Ucrânia cria Igreja Ortodoxa independente da tutela russa

Ucrânia cria Igreja Ortodoxa independente da tutela russa

Um concílio de eclesiásticos ortodoxos ucranianos reunidos neste sábado em Kiev criou uma Igreja independente da tutela religiosa de Moscou, uma medida que visa a garantir a “segurança e independência espiritual do país”, e símbolo adicional do divórcio entre Ucrânia e Rússia.

O anúncio, feito diante de uma multidão de simpatizantes no centro da capital, foi feito pelo presidente ucraniano, Petro Poroshenko, que tornou a independência religiosa ucraniana um tema de segurança nacional e um dos elementos-chave de sua campanha para as eleições presidenciais de 31 de março.

“Este dia sagrado entrará para a História como o da criação de uma Igreja independente unida na Ucrânia. Dia da nossa independência definitiva da Rússia”, proclamou, em declaração transmitida ao vivo pela TV.

O concílio, reunido na Catedral de Santa Sofia, centro de Kiev, na ausência notável dos principais representantes do braço que permanece fiel à Igreja Ortodoxa russa, elegeu como líder da Igreja o metropolita Epifani, um eclesiástico de 39 anos até agora pouco conhecido do público e que é considerado próximo do patriarca de Kiev, Filaret, excomungado por Moscou. Ele foi reabilitado pelo Patriacardo de Constantinopla em outubro.

Este “concílio de reunificação” visava a implementar a decisão histórica do Patriarcado de Constantinopla, que, em outubro, autorizou a Ucrânia a ter sua própria Igreja, depois de 332 anos dependente de sua poderosa vizinha.

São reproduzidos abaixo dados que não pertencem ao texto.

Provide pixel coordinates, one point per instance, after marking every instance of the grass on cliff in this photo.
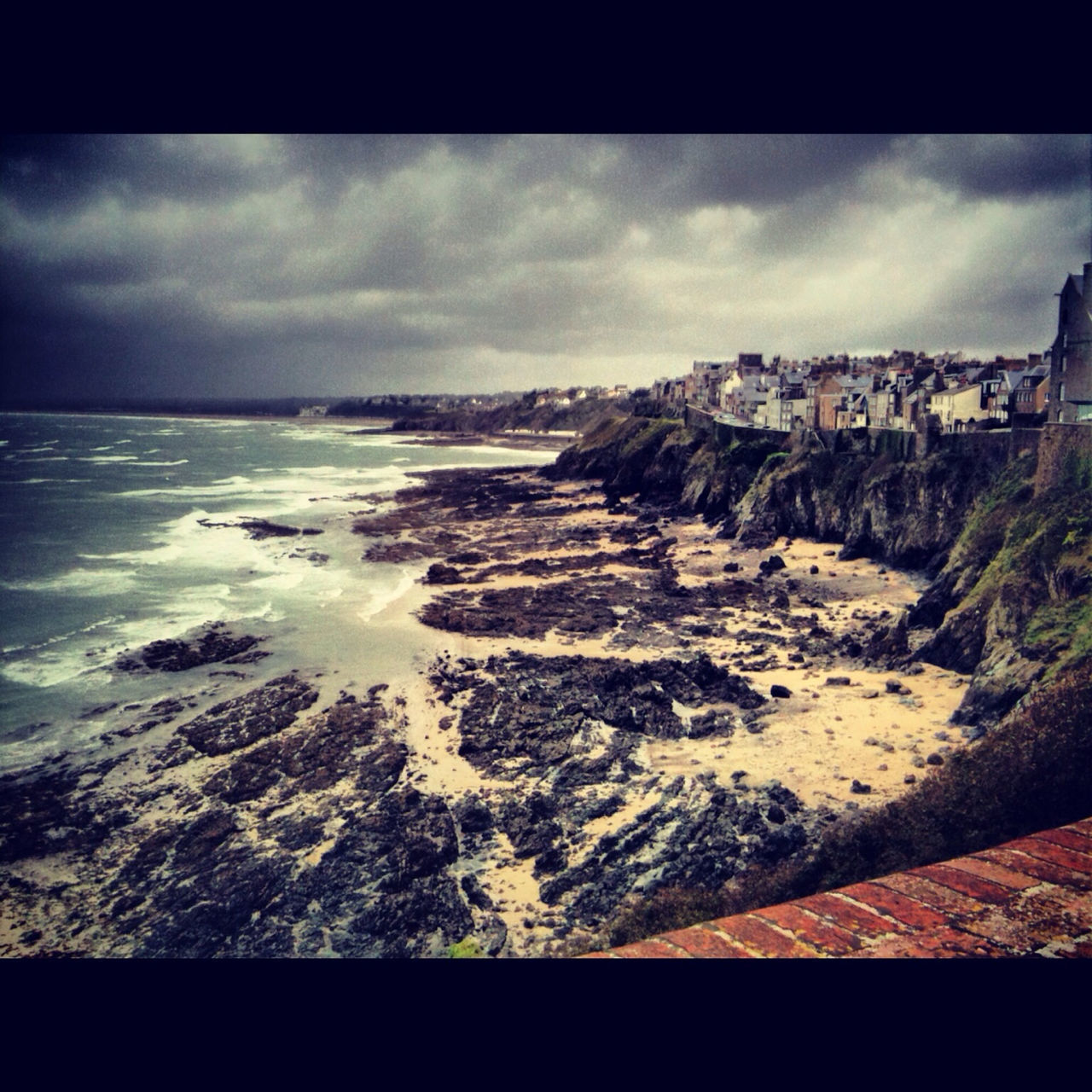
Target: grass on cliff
(1032, 772)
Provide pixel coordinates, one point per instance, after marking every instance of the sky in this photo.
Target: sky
(277, 265)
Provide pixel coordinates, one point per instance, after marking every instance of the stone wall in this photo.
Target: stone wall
(1063, 451)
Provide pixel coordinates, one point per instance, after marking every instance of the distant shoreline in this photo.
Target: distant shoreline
(371, 426)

O concílio reuniu principalmente duas formações ortodoxas dissidentes: o Patriarcado de Kiev, autoproclamado em 1992 e que tem a maior quantidade de paroquianos, segundo as pesquisas, e a minúscula Igreja chamada autocéfala.

A ala leal ao Patriarcado de Moscou, que perdeu parte de seus paroquianos desde o começo da crise com a Rússia, em 2014, mas que ainda tem a maioria das paróquias na Ucrânia, classificou o concílio de ilegal, e proibiu seu clero de participar.

– Tensão –

Vários de seus membros, no entanto, participaram do concílio, segundo o Patriarcado de Kiev. “Vi dois dos nossos bispos nas fotos” do concílio, confirmou à AFP o arcebispo Kliment, porta-voz da ala leal a Moscou.

O metropolita Hilarion, porta-voz da Igreja Ortodoxa russa, declarou que sua participação no concílio “só pode provocar tristeza”, e a comparou à traição de Judas na Bíblia.

A decisão de conceder a independência religiosa à Ucrânia irritou a Igreja russa, que denunciou um “cisma” e rompeu suas relações com Constantinopla.

Autoridades ucranianas consideram este concílio, que ocorre no quinto ano de uma crise sem precedentes entre Kiev e Moscou, uma questão de “segurança nacional”.

Em março de 2014, a Rússia anexou a península ucraniana da Crimeia após a chegada ao poder de autoridades pró-ocidentais em Kiev. Logo depois, teve início um conflito no leste do país entre separatistas pró-russos e as autoridades ucranianas, que deixou mais de 10.000 mortos.

No final de novembro, a situação voltou a piorar, quando a Rússia apreendeu três navios militares ucranianos na costa da Crimeia, acusando-os de entrar ilegalmente em suas águas territoriais.

Neste contexto, autoridades mobilizaram mais de 4 mil policiais e membros da Guarda Nacional em Kiev, principalmente ao redor da Praça de Santa Sofia.

“É um acontecimento muito importante para mim, nosso povo o aguardava fazia tempo”, disse à AFP um dos presentes, Myjaílo Jalepyk, morador da região de Jerson, no sul.

Vários manifestantes informaram à AFP que viajaram de graça em ônibus do interior do país até Kiev.

O patriarca ortodoxo russo, Kirill, denunciou “perseguições” contra o clero e os ucranianos que seguiram sob a tutela de Moscou, em carta dirigida ao Papa, à ONU, ao presidente francês, Emmanuel Macron, e à chanceler alemã, Angela Merkel.

Na carta, ele acusou Kiev de pressionar seu clero para incorporar a nova formação, enquanto a polícia revistou recentemente várias igrejas do Patriarcado de Moscou.

As autoridades ucranianas garantiram que as paróquias estarão livres para decidir se vão querer ou não aderir à nova Igreja independente, a fim de evitar uma “guerra religiosa” no país.